Background
The Allen Brain Atlas (ABA) project systematically profiles three-dimensional high-resolution gene expression in postnatal mouse brains for thousands of genes. By unveiling gene behaviors at both the cellular and molecular levels, ABA is becoming a unique and comprehensive neuroscience data source for decoding enigmatic biological processes in the brain. Given the unprecedented volume and complexity of the in situ hybridization image data, data mining in this area is extremely challenging. Currently, the ABA database mainly serves as an online reference for visual inspection of individual genes; the underlying rich information of this large data set is yet to be explored by novel computational tools. In this proof-of-concept study, we studied the hypothesis that genes sharing similar three-dimensional expression profiles in the mouse brain are likely to share similar biological functions.Results
In order to address the pattern comparison challenge when analyzing the ABA database, we developed a robust image filtering method, dubbed histogram-row-column (HRC) algorithm.
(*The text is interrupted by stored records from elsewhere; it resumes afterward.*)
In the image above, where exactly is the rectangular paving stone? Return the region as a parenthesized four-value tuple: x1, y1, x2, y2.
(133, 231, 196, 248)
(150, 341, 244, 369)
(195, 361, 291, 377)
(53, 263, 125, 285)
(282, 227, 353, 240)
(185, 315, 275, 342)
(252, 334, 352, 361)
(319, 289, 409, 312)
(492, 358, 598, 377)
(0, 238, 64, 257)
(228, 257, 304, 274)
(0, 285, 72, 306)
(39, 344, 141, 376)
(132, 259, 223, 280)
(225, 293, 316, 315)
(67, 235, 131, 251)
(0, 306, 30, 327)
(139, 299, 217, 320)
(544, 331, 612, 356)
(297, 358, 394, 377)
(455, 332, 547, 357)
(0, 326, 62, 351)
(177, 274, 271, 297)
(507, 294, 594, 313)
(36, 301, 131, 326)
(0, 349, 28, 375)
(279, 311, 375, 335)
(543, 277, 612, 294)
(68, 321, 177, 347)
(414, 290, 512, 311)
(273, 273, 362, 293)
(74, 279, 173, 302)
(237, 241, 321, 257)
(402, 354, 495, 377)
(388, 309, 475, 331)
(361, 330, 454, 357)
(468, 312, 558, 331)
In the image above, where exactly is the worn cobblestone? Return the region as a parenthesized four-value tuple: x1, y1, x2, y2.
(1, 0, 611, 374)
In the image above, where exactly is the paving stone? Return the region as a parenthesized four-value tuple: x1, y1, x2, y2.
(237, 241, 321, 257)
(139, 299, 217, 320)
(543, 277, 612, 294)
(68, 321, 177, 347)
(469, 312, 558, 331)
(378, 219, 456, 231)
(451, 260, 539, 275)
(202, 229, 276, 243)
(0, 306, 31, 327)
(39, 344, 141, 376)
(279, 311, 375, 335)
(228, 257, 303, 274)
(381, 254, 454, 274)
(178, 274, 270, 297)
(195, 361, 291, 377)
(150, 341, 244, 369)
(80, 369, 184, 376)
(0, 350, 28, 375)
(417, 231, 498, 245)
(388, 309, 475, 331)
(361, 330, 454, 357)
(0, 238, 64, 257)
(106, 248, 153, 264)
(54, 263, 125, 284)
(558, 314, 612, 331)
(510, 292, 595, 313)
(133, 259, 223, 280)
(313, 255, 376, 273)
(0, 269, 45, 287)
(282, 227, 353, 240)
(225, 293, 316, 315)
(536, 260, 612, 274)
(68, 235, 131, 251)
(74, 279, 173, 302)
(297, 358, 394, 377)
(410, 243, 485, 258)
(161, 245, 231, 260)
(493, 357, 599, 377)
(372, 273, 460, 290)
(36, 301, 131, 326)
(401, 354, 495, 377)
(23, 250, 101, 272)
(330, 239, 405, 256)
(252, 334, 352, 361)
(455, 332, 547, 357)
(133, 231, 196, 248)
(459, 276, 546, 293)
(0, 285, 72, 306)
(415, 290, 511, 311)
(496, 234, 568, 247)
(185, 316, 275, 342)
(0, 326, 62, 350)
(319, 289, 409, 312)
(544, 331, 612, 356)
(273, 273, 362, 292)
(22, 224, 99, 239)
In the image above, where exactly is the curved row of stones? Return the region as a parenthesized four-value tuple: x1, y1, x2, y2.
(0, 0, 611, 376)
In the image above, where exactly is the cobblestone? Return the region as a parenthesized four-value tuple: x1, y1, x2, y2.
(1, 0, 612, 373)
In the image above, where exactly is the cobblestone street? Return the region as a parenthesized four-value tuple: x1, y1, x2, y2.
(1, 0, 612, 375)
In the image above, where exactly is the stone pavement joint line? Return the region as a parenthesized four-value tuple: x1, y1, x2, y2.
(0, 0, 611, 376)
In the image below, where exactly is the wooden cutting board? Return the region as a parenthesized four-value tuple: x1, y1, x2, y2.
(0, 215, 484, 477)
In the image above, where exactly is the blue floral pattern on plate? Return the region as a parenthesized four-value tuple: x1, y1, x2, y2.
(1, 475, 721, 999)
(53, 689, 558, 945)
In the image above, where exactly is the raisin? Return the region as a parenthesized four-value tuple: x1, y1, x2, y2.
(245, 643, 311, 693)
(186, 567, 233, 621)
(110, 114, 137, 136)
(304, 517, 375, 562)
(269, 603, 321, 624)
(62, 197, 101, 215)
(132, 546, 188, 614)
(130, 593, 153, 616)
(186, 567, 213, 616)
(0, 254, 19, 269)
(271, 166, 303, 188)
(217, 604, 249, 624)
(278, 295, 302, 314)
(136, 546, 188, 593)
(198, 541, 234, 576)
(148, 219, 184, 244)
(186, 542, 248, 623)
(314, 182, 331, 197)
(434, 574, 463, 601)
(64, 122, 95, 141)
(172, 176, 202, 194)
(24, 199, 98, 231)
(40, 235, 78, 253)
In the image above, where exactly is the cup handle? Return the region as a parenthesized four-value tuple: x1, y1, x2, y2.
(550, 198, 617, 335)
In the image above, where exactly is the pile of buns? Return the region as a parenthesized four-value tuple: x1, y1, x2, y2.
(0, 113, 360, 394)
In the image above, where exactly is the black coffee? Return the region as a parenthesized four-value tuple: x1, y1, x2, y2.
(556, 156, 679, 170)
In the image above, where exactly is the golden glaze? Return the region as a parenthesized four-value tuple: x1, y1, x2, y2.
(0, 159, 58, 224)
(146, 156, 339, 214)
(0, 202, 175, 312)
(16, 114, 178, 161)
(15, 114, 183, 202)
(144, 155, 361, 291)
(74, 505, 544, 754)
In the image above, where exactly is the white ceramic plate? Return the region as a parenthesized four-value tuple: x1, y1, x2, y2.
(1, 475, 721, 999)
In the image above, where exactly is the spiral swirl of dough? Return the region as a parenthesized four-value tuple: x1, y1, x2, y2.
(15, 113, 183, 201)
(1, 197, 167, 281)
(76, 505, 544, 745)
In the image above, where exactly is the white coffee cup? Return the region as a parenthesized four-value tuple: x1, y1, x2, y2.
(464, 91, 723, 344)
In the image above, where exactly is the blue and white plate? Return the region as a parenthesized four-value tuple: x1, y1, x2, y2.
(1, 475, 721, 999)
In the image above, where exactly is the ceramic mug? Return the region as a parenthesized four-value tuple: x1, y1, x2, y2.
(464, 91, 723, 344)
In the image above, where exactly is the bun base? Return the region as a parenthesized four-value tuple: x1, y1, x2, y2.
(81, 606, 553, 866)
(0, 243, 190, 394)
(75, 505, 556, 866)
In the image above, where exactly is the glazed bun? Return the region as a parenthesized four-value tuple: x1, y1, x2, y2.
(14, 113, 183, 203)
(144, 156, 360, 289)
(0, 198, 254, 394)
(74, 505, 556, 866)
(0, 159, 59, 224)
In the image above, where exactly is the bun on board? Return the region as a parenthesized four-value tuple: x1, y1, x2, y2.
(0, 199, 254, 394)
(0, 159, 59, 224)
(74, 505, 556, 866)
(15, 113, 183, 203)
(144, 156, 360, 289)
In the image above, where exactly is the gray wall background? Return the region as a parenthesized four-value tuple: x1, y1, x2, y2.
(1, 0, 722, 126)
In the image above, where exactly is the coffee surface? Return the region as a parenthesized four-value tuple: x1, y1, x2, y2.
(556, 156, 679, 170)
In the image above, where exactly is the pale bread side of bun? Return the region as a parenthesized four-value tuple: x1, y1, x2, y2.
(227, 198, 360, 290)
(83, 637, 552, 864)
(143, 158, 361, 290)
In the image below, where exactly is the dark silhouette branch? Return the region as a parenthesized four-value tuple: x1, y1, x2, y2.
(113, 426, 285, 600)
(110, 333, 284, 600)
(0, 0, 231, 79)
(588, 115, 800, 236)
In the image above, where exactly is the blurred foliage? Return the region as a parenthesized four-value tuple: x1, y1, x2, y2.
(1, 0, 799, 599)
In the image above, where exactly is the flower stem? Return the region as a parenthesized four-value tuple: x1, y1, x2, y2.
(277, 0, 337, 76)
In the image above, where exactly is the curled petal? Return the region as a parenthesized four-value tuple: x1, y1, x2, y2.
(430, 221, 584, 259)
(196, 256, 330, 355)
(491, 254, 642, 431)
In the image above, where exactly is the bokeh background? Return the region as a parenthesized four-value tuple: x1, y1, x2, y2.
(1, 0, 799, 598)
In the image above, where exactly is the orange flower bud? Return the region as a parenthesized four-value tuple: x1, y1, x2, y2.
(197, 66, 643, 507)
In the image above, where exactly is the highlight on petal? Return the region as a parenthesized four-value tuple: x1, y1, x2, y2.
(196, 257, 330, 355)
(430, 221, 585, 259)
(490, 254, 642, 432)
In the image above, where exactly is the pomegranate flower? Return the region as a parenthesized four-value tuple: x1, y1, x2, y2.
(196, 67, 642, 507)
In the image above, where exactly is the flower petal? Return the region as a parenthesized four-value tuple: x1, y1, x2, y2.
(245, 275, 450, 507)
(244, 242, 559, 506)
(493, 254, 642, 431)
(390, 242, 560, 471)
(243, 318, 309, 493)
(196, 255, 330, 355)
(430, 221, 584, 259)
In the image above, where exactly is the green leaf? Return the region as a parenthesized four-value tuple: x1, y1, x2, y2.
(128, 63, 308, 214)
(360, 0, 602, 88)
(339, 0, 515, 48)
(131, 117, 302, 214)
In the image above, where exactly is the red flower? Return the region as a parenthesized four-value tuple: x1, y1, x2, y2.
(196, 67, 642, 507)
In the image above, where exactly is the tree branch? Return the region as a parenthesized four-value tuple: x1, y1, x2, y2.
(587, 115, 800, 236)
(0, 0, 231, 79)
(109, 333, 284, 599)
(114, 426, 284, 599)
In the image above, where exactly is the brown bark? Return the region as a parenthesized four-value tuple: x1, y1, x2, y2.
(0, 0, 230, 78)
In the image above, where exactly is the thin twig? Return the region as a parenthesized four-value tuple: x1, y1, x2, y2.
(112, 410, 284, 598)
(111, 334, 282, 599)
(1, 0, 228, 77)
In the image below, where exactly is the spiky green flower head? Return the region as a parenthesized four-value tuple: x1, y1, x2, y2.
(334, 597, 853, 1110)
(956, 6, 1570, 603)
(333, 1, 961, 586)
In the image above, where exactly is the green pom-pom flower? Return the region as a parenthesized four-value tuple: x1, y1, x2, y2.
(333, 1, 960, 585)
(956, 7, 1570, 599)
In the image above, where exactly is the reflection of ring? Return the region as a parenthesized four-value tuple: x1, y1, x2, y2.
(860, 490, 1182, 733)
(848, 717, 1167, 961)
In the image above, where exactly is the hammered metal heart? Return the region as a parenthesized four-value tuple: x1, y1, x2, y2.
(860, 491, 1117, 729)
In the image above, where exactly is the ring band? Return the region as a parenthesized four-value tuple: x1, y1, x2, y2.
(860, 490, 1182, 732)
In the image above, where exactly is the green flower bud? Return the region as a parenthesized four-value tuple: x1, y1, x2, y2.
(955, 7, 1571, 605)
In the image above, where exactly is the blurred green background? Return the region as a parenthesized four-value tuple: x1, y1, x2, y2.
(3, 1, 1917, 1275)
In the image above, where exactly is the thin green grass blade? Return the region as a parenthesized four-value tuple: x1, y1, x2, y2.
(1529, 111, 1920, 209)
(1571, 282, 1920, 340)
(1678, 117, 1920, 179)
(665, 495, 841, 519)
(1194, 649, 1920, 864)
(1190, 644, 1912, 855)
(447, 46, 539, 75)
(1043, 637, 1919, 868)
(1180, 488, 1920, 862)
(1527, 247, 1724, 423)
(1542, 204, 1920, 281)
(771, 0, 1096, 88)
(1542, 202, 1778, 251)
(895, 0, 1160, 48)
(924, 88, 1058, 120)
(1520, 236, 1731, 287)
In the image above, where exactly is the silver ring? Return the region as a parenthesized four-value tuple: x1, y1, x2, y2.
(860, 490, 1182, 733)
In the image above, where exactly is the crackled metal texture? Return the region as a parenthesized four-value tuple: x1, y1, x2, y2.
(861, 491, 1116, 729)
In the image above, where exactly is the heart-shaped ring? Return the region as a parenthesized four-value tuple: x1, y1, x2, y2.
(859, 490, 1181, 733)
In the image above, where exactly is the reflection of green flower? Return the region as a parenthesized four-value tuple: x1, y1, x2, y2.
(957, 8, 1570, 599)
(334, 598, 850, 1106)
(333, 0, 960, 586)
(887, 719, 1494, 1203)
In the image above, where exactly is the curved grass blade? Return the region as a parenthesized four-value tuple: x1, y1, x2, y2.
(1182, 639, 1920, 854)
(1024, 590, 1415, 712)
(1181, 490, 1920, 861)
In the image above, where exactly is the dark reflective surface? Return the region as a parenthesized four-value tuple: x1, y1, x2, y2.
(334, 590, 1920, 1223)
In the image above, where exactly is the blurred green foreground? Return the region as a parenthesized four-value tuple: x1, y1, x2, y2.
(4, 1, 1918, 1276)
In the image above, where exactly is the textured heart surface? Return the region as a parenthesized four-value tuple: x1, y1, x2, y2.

We demonstrated how the HRC algorithm offers the sensitivity of identifying a manageable number of gene pairs based on automatic pattern searching from an original large brain image collection. This tool enables us to quickly identify genes of similar in situ hybridization patterns in a semi-automatic fashion and consequently allows us to discover several gene expression patterns with expression neighborhoods containing genes of similar functional categories.Conclusion
Given a query brain image, HRC is a fully automated algorithm that is able to quickly mine vast number of brain images and identify a manageable subset of genes that potentially shares similar spatial co-distribution patterns for further visual inspection. A three-dimensional in situ hybridization pattern, if statistically significant, could serve as a fingerprint of certain gene function. Databases such as ABA provide valuable data source for characterizing brain-related gene functions when armed with powerful image querying tools like HRC.